Çocukları sevenler “nazar değmesin” veya “göz olmasan” diye “çocuğunuz pek çirkin” diyerek elini metal olan şeye sürdürür ve çocuğun yüzüne hafif tükürür gibi davranır (K13, K41, K42, K46).

Çocuğu nazardan korumak için omzuna nazar taşı veya kurt dişi takılır (K13, K42). Çocuğun sağlam bir hayat sürmesini istedikleri zaman onun omzuna nazar boncuğu ve kurt dişinden başka, köstebek pençesini de dikerler (K13, K38, K42, K54).

Nazar değdiğine inanılan çocuklar okunur, okunmuş su içirilir (K13, K47, K54, K55). Üzerinde mavi boncuklar bulunan altın “Maşallah” kırmızı bir kurdeleyle bağlanmış olarak, çocuk nazarlığı olarak kullanılır (K4, K17, K38).

Gümüş ve altın taşıyana nazar değmeyeceği inancından dolayı gümüş ve altın süs eşyası olarak taşınır (K4, K13, K40, K46).

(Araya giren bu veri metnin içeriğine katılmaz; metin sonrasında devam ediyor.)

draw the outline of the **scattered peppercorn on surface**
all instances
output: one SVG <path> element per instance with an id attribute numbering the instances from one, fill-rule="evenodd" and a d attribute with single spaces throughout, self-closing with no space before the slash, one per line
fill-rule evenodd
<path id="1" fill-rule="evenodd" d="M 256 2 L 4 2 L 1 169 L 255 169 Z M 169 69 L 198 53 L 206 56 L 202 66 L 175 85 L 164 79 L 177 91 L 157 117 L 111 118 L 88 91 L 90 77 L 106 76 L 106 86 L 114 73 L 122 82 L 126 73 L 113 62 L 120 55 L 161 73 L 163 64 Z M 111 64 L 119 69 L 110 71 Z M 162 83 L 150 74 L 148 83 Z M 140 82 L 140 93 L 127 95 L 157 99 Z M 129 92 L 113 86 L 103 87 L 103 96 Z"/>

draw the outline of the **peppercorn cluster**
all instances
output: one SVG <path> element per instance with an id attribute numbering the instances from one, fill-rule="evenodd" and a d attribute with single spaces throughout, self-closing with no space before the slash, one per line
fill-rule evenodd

Nazardan ilk akla gelen korunma çaresi zarar görmesi ihtimali olan kişiyi kem gözlerden kaçırmaktır. Çok sağlıklı ve güzel çocuklar, hatta kırkı geçtikten sonra da mümkün olduğunca nazarının dokunacağı düşünülen kimselere gösterilmemeye çalışılır. Çocukların en yakınlarının sevgi ve hayranlık bakışlarının, aşırı okşamalarının kötü sonuçlar verebileceği inancı ile tatlı sözler yerine “maskara”, “çirkin” gibi sözlerle sevmek tavsiye edilir. Çocukları nazardan korumak için mavi boncuk takılması uygulaması Türkler arasında çok yaygındır. Mavi genelde nazara karşı koruyucu olarak bilinir. Nazardan korunmak için ayetler yazılı muska ve levhaların kullanılması sadece çocuklar için değildir. Üzerlerinde mavi boncuklar bulunan altın maşallah kırmızı bir kurdeleyle bağlanmış olarak, çocuk nazarlığı olarak çok kullanılmaktadır. Üzerlerinde Ayet-el Kursî yazılmış altın künyeler, mavi boncuklu at nalı şeklinde altın nazarlıklar, mavi boncuklu kolye, küpe, yüzük ve bilezikler süs ve nazarlık fonksiyonunu birlikte yerine getirirler. Gümüş ve altın taşıyana nazar değmeyeceği inancından dolayı gümüş ve altın süs eşyası olarak taşınır. Sayılan uygulamalar daha çok insanın nazardan etkilenmesini önlemek içindir.